To date, Parliamentary committees have shot down requests for a domestic national identification system.

Some nations, such as the United Kingdom, have recently said they will mandate digital ID using the pretext of illegal immigration as the catalyst.

As reported by LifeSiteNews a few months ago, the Canadian government hired outside consultants who will be tasked with looking into whether or not officials should proceed with creating a digital ID system for all citizens and residents.

Canada’s Privy Council research from 2023 noted that there is strong public resistance to the use of digital IDs to access government services.

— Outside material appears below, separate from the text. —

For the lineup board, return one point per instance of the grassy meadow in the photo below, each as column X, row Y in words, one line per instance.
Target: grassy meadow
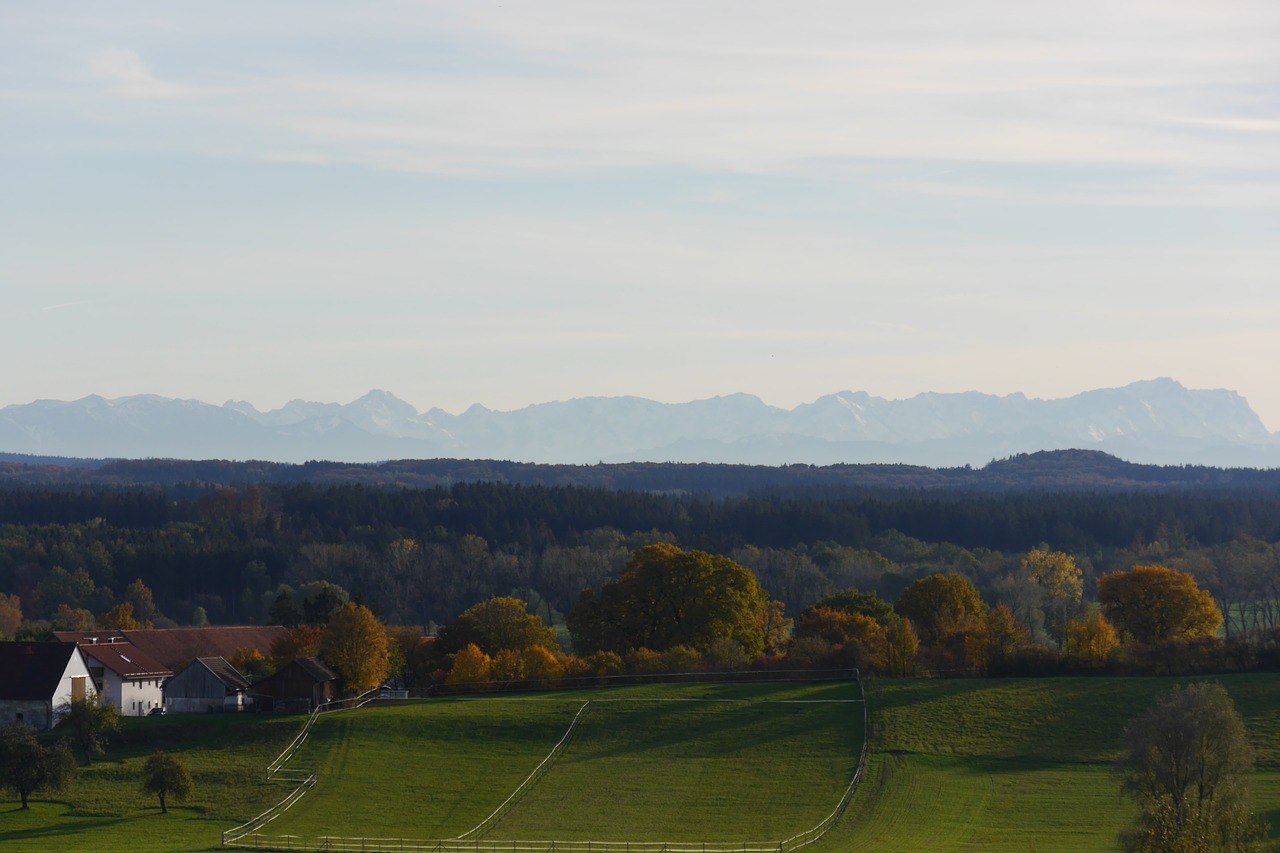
column 663, row 762
column 960, row 765
column 1020, row 763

Prime Minister Mark Carney has a history of backing central bank digital currencies and supported in 2023 “choking off the money” donated to the Freedom Convoy protests against COVID mandates.

As late as February, the Liberal government under former Prime Minister Justin Trudeau’s immigration ministry, as reported by LifeSiteNews, was secretly asking Canadians via surveys if they would accept a national identification program that would likely end up requiring each citizen to always have a type of “digital” passport on them.

While the Liberal government under Trudeau insisted the program would be optional, Conservative leader Pierre Poilievre nonetheless sounded the alarm by promising to introduce a bill that would “expressly prohibit” digital IDs in Canada.

Digital IDs and similar systems have long been pushed by globalist groups like the World Economic Forum, an organization with which Carney has extensive ties, under the guise of ease of access and security.

Critics, however, have warned that the purpose of such a system is actually to centralize control over citizens. This opinion seems to be mirrored by the general public, with a Bank of Canada survey finding that Canadians are very wary of a government-backed digital currency, concluding that a “significant number” of citizens would resist the implementation of such a system.